Ryouma deu um passo à frente, posicionando-se entre o estranho e Tang San.
— Quem é você?
O garoto sorriu.
— Xiang Wu. Herdeiro da Espada Fantasma Celestial. E estou aqui para testar os novos "favoritos do destino".
Tang San franziu o cenho.
— Espada Fantasma Celestial? Nunca ouvi falar dessa seita.
— Claro que não — Xiang Wu respondeu. — Porque destruímos nossa própria existência há um século. Somos sombras. Somos herdeiros da ruína. E agora, voltamos… para reconquistar o que é nosso.
Ryouma não esperou mais palavras. Seu corpo se lançou adiante com velocidade sobrenatural, ativando Camuflagem Absoluta no instante anterior. Tornou-se um borrão indistinto para os olhos comuns, e mesmo para Tang San, a presença de Ryouma pareceu desaparecer.
Mas Xiang Wu sorriu.
E num único giro de pulso, sua espada saiu da bainha com um som que rasgou o silêncio como um trovão.
O choque entre eles produziu uma onda de choque que explodiu árvores próximas. Ryouma foi lançado para trás, rolando três vezes antes de parar. Sua lâmina de energia estava rachada. Xiang Wu não parecia sequer aquecido.
— Camuflagem inútil contra os olhos que transcendem a carne — disse o inimigo. — Ye Qingshui era poderosa… mas até ela sucumbiria diante de minha linhagem.

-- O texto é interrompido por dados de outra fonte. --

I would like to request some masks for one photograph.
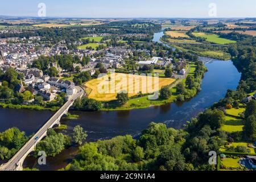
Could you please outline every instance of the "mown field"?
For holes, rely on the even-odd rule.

Tang San finalmente se moveu, libertando a energia do Céu Misterioso e convocando sua Lança de Controle de Ervas. A grama prateada enrolou-se ao redor de seus braços, como serpentes famintas. Ryouma se ergueu, ofegante, mas sorrindo.
— Ótimo — disse ele, ativando Lâmina do Silêncio.
Desta vez, ele se moveu diferente. Não buscava mais ocultação. Ele era a própria intenção assassina materializada, e cada passo seu fazia o ar à sua volta estremecer. Tang San percebeu isso. Ryouma havia ultrapassado outro limiar. Algo que não devia ser possível tão cedo.
Juntos, os dois atacaram Xiang Wu.
A batalha que se seguiu foi algo que nenhuma lenda registraria, mas que os céus jamais esqueceriam.
Três gênios. Três futuros colidindo.
E apenas um deles carregava o sistema que evoluía com a dor, com a luta, com a superação.
No final, Xiang Wu desapareceu, ferido. Mas não derrotado.
E suas últimas palavras ecoaram por muito tempo:
— Vocês não são inimigos. Ainda não. Mas serão. Porque o trono do mundo só aceita um. E eu serei o último a cair.